Rosalloc thread local allocation path without a cas.

Speedup on N4:
MemAllocTest 3044 -> 2396 (~21% reduction)
BinaryTrees  4101 -> 2929 (~26% reduction)

Bug: 9986565
Change-Id: Ia1d1a37b9e001f903c3c056e8ec68fc8c623a78b
diff --git a/runtime/gc/heap.cc b/runtime/gc/heap.cc
index 7534515..a41d65c 100644
--- a/runtime/gc/heap.cc
+++ b/runtime/gc/heap.cc
@@ -156,6 +156,7 @@
       total_objects_freed_ever_(0),
       num_bytes_allocated_(0),
       native_bytes_allocated_(0),
+      num_bytes_freed_revoke_(0),
       verify_missing_card_marks_(false),
       verify_system_weaks_(false),
       verify_pre_gc_heap_(verify_pre_gc_heap),
@@ -1344,6 +1345,19 @@
   }
 }
 
+void Heap::RecordFreeRevoke() {
+  // Subtract num_bytes_freed_revoke_ from num_bytes_allocated_ to cancel out the
+  // the ahead-of-time, bulk counting of bytes allocated in rosalloc thread-local buffers.

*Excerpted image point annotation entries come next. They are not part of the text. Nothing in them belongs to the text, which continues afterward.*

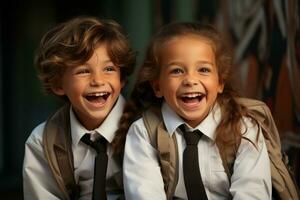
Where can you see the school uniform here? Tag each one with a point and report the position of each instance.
(38, 181)
(142, 174)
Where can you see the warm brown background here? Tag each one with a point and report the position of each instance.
(264, 35)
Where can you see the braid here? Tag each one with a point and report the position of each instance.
(131, 113)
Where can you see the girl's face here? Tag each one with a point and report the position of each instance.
(188, 78)
(92, 88)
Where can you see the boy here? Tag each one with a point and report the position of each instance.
(85, 61)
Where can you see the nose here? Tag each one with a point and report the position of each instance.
(97, 80)
(190, 80)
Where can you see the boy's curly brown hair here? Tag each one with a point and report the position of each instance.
(73, 42)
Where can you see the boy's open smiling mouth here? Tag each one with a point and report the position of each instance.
(97, 97)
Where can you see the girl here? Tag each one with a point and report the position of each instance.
(186, 74)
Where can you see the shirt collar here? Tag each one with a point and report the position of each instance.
(208, 126)
(108, 127)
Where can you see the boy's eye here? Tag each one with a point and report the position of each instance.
(204, 69)
(176, 71)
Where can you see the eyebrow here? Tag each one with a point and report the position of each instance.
(180, 63)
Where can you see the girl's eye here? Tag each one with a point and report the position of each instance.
(82, 71)
(110, 68)
(176, 71)
(204, 69)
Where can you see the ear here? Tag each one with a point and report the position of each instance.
(221, 88)
(123, 82)
(156, 88)
(58, 90)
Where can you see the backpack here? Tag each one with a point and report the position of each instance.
(283, 184)
(57, 144)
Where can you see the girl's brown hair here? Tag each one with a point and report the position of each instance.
(229, 129)
(72, 43)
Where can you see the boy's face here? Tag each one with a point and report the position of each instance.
(188, 78)
(92, 88)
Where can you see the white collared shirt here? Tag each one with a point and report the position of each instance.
(38, 181)
(141, 169)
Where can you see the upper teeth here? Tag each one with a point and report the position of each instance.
(98, 94)
(191, 95)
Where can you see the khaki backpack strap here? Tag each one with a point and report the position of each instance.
(58, 151)
(282, 182)
(167, 148)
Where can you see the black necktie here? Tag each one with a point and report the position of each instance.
(100, 166)
(192, 178)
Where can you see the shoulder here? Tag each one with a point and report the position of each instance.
(138, 129)
(36, 136)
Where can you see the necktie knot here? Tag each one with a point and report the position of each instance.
(100, 167)
(191, 137)
(99, 145)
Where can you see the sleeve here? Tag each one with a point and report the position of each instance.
(251, 178)
(142, 175)
(38, 181)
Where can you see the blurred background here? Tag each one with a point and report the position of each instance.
(264, 34)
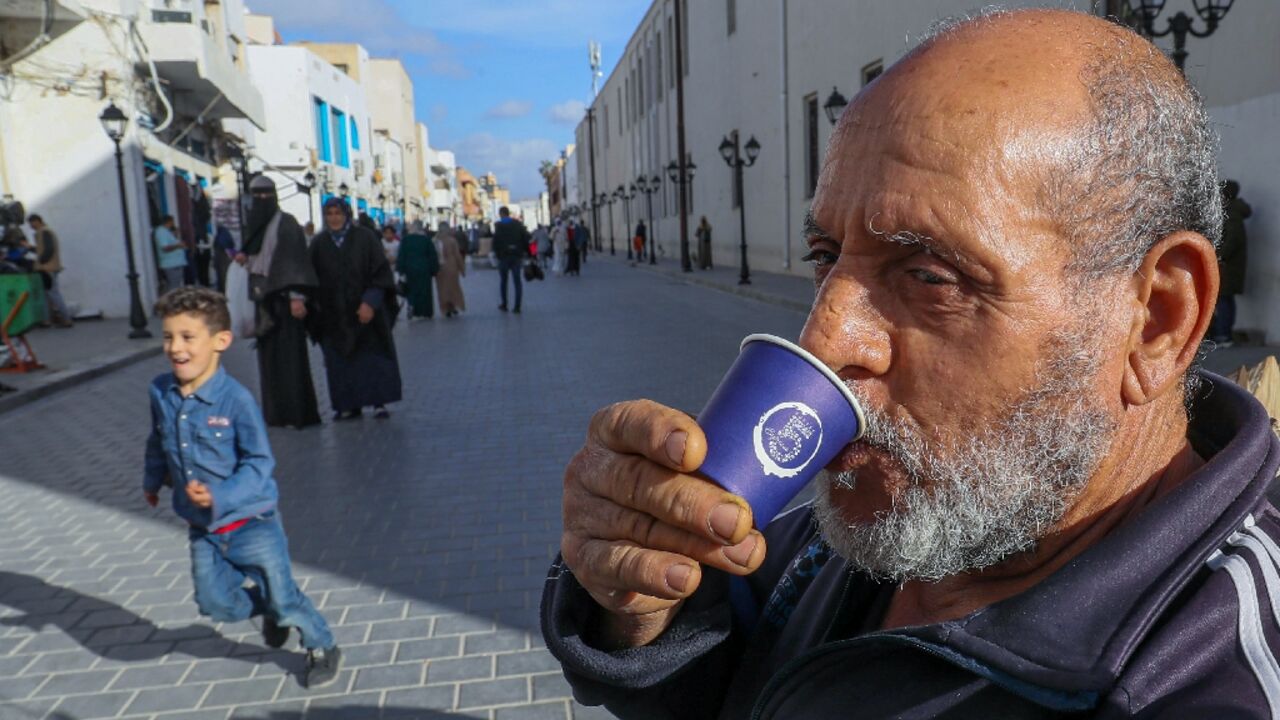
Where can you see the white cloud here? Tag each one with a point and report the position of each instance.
(568, 112)
(383, 30)
(510, 109)
(515, 162)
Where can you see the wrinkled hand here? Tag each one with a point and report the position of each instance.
(638, 527)
(199, 495)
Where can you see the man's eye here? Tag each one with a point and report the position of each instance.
(928, 277)
(819, 258)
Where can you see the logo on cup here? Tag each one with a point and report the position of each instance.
(787, 438)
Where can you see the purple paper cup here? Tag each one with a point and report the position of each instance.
(778, 417)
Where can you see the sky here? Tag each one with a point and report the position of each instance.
(502, 83)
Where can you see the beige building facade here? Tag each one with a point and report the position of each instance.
(766, 69)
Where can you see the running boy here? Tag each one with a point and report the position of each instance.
(209, 443)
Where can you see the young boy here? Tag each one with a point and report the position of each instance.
(209, 443)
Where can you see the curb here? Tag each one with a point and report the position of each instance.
(741, 291)
(73, 377)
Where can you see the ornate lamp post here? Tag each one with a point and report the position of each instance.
(621, 192)
(732, 155)
(305, 186)
(682, 174)
(608, 199)
(835, 105)
(648, 186)
(1180, 24)
(114, 123)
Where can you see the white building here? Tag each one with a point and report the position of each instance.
(177, 68)
(766, 69)
(316, 121)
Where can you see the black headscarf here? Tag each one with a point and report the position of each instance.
(260, 214)
(338, 236)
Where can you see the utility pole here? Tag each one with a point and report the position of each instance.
(680, 136)
(594, 54)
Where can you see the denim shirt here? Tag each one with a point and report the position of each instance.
(215, 436)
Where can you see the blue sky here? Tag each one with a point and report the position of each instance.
(499, 82)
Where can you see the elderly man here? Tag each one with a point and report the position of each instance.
(1013, 242)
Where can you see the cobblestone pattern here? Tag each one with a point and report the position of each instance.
(424, 540)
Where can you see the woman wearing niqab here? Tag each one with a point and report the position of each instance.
(352, 324)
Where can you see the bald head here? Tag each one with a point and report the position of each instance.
(1114, 139)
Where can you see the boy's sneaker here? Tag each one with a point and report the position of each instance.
(323, 666)
(274, 634)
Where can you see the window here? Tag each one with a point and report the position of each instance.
(810, 144)
(872, 71)
(339, 137)
(657, 68)
(671, 33)
(323, 142)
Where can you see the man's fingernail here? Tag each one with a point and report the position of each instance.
(741, 552)
(723, 520)
(676, 446)
(677, 577)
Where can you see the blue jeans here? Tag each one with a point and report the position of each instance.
(259, 551)
(515, 267)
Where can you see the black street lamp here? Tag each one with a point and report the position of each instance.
(1180, 24)
(734, 159)
(682, 177)
(114, 123)
(835, 105)
(609, 199)
(648, 186)
(305, 186)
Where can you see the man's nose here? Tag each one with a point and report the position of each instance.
(846, 331)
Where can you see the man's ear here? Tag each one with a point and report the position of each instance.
(1174, 295)
(222, 341)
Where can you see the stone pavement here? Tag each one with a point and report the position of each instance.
(73, 355)
(425, 540)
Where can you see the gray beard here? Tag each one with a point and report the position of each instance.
(974, 500)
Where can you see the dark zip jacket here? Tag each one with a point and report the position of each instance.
(1174, 614)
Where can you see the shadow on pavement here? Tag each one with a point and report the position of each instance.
(112, 632)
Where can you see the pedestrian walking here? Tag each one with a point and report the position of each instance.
(583, 238)
(224, 249)
(560, 246)
(704, 244)
(575, 254)
(511, 245)
(355, 302)
(542, 245)
(209, 446)
(452, 268)
(282, 281)
(49, 264)
(1233, 263)
(419, 263)
(640, 240)
(170, 253)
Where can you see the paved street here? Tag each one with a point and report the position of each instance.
(424, 540)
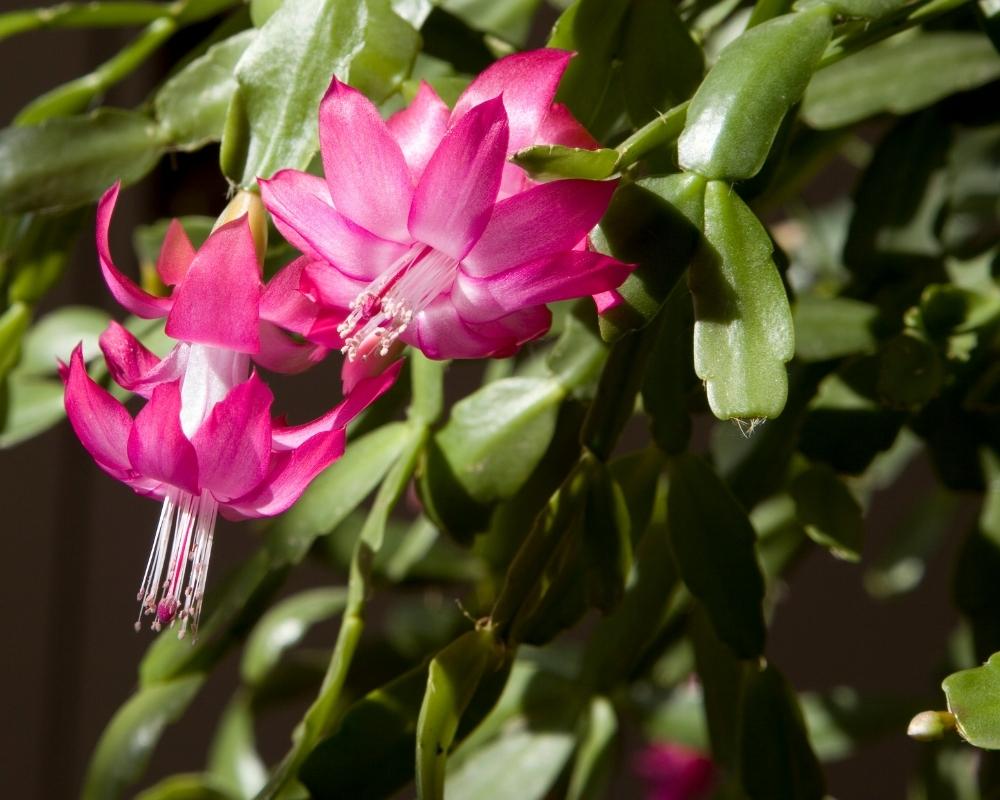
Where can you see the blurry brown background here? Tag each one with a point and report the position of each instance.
(74, 541)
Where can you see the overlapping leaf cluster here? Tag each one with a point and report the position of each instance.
(597, 571)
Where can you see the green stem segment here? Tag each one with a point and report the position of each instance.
(907, 17)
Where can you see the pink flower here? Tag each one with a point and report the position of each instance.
(422, 230)
(674, 772)
(204, 443)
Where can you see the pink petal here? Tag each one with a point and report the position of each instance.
(234, 443)
(528, 82)
(538, 223)
(329, 286)
(363, 395)
(303, 211)
(365, 169)
(605, 301)
(419, 127)
(157, 447)
(101, 423)
(291, 471)
(455, 196)
(570, 274)
(280, 353)
(139, 302)
(135, 368)
(560, 127)
(441, 332)
(176, 254)
(283, 302)
(219, 301)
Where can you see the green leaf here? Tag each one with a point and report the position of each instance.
(649, 224)
(911, 372)
(898, 76)
(191, 106)
(548, 161)
(67, 162)
(735, 115)
(286, 69)
(33, 405)
(508, 19)
(743, 332)
(670, 376)
(590, 87)
(777, 760)
(233, 761)
(496, 436)
(127, 743)
(452, 678)
(829, 512)
(338, 490)
(370, 754)
(523, 764)
(866, 9)
(714, 543)
(147, 240)
(974, 698)
(56, 334)
(39, 252)
(185, 787)
(972, 218)
(13, 324)
(833, 327)
(592, 765)
(283, 626)
(662, 65)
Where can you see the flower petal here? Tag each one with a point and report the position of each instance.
(234, 443)
(139, 302)
(456, 194)
(528, 82)
(135, 368)
(157, 447)
(538, 223)
(331, 287)
(303, 211)
(219, 301)
(363, 395)
(365, 169)
(560, 127)
(280, 353)
(176, 254)
(419, 127)
(441, 332)
(570, 274)
(101, 423)
(291, 471)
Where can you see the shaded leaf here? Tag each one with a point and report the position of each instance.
(777, 760)
(900, 75)
(126, 745)
(191, 106)
(71, 161)
(743, 332)
(286, 69)
(828, 511)
(714, 543)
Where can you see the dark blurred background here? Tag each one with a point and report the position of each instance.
(74, 541)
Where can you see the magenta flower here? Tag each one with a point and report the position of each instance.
(204, 443)
(674, 772)
(423, 232)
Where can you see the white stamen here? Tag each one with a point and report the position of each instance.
(387, 305)
(173, 588)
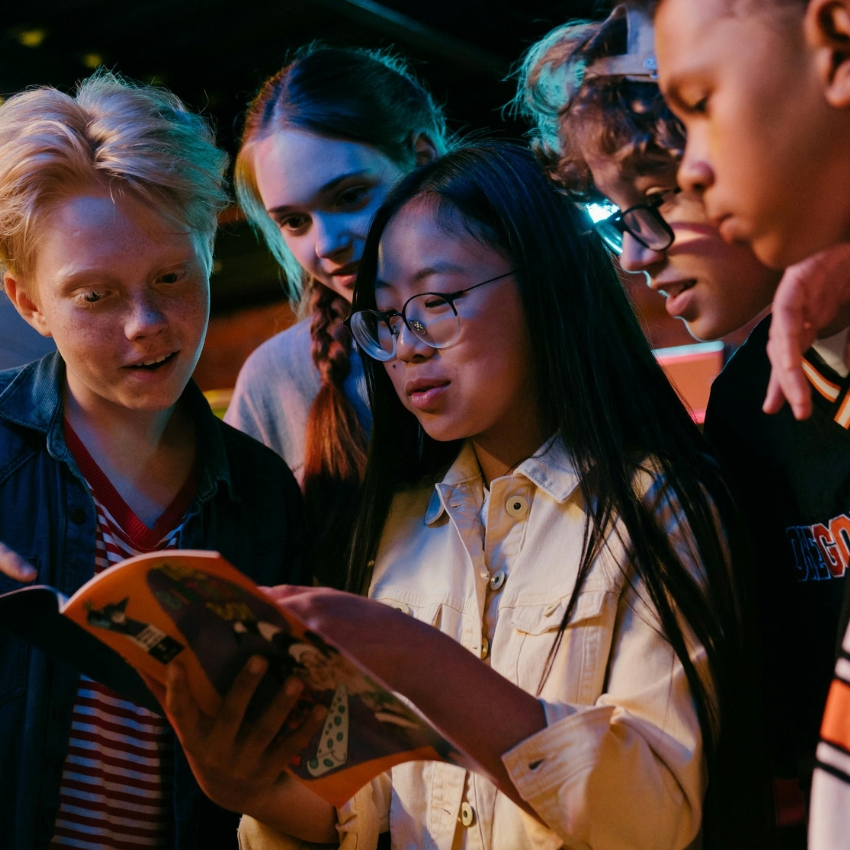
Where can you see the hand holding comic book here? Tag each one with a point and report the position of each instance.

+  // If there's a concurrent revoke, ok to not necessarily reset num_bytes_freed_revoke_
+  // all the way to zero exactly as the remainder will be subtracted at the next GC.
+  size_t bytes_freed = num_bytes_freed_revoke_.LoadSequentiallyConsistent();
+  CHECK_GE(num_bytes_freed_revoke_.FetchAndSubSequentiallyConsistent(bytes_freed),
+           bytes_freed) << "num_bytes_freed_revoke_ underflow";
+  CHECK_GE(num_bytes_allocated_.FetchAndSubSequentiallyConsistent(bytes_freed),
+           bytes_freed) << "num_bytes_allocated_ underflow";
+  GetCurrentGcIteration()->SetFreedRevoke(bytes_freed);
+}
+
 space::RosAllocSpace* Heap::GetRosAllocSpace(gc::allocator::RosAlloc* rosalloc) const {
   for (const auto& space : continuous_spaces_) {
     if (space->AsContinuousSpace()->IsRosAllocSpace()) {
@@ -1358,6 +1372,7 @@
 mirror::Object* Heap::AllocateInternalWithGc(Thread* self, AllocatorType allocator,
                                              size_t alloc_size, size_t* bytes_allocated,
                                              size_t* usable_size,
+                                             size_t* bytes_tl_bulk_allocated,
                                              mirror::Class** klass) {
   bool was_default_allocator = allocator == GetCurrentAllocator();
   // Make sure there is no pending exception since we may need to throw an OOME.
@@ -1377,7 +1392,7 @@
     }
     // A GC was in progress and we blocked, retry allocation now that memory has been freed.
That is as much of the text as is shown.